As Noam Blum observed:
It's no accident that Western Hamas apparatchiks were quick to invent stories about the hostages being treated well, since they knew it would take a day or two for the horror stories to come out. It's all about getting ahead of the truth. Doing crisis PR comms for Nazis.
Normal, healthy, well-functioning people with a conscience cannot justify forcing kids to watch traumatizing videos of atrocities, or keeping women and children in cages, or releasing children without their parents or vice versa. (In fact, not too long ago, the separation of children from their parents by the U.S. Border Patrol was considered, ipso facto, evidence that U.S. immigration policy was immoral and unjustifiable. Then the Biden administration reinstated the practice and everyone shrugged. Remember, separating children from their parents isn't harmful as long as the president is a Democrat.)

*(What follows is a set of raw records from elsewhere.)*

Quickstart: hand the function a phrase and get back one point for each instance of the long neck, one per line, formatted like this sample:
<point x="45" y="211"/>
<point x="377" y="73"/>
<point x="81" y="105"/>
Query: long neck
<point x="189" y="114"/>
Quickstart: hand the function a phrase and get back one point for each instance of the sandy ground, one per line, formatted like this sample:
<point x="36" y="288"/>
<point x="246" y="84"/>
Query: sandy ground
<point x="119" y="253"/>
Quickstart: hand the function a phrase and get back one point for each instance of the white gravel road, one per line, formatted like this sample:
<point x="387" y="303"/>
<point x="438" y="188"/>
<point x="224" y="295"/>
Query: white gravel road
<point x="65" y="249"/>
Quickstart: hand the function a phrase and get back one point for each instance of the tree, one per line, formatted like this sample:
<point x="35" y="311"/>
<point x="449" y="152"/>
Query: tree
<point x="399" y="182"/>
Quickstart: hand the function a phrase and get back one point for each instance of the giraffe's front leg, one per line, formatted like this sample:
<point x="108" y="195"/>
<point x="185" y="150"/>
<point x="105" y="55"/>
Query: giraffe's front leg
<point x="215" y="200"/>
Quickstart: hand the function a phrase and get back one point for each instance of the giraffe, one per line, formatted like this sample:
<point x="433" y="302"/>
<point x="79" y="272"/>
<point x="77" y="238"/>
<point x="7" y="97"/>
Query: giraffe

Because it is so unjustifiable, those who have already bet their entire sense of self-worth on Hamas being the good guys in this conflict will either deny it and insist that the hostages are making up stories about their abuse, or make up some sort of BS claim that Hamas had no choice but to mistreat the hostages because of things the Israelis had allegedly done.
One of the most notorious examples of the "Hamas treated the hostages well" spin came from a Twitter user, allegedly a journalist and "Ex Big 5 consultancy Managing Director" writing under the name Maree Campbell, who contended, "I'm not a facial expression expert, but judging by the look in her eyes and the expression on her face, I'd say that is a look of appreciation and thanks. Might it be that she is saying thanks for being treated unexpectedly well whilst in captivity?" (That tweet now has the added context, "Mia Regev was shot by Palestinian terrorists before they abducted her & her brother. They held her with a bullet wound for 50 days as a hostage and only released her pursuant to an agreement freeing convicted criminals from jail. She needed immediate medical care upon release."
Kat Rosenfeld, among others, lays out the evidence that "Maree Campbell" is not a real person — "account created in March 2023, no internet footprint apart from a clearly phony LinkedIn page, no other pics of her apart from this one, the syntax of her tweets suggests they're being written by a nonnative English speaker, etc."
In other words, this outraging nonsense contention was likely written by someone who knows darn well that it's outraging nonsense, and who simply wants to muddy the waters and put out the counter-narrative that the thugs of Hamas are actually kind and gentle guys, well-known for their compassion to women.
ADDENDUM: Bill Kristol is hoping that Dallas Mavericks owner and Shark Tank host Mark Cuban will run for president.
Apparently, Kristol wants our lives to turn into a Sharknado movie.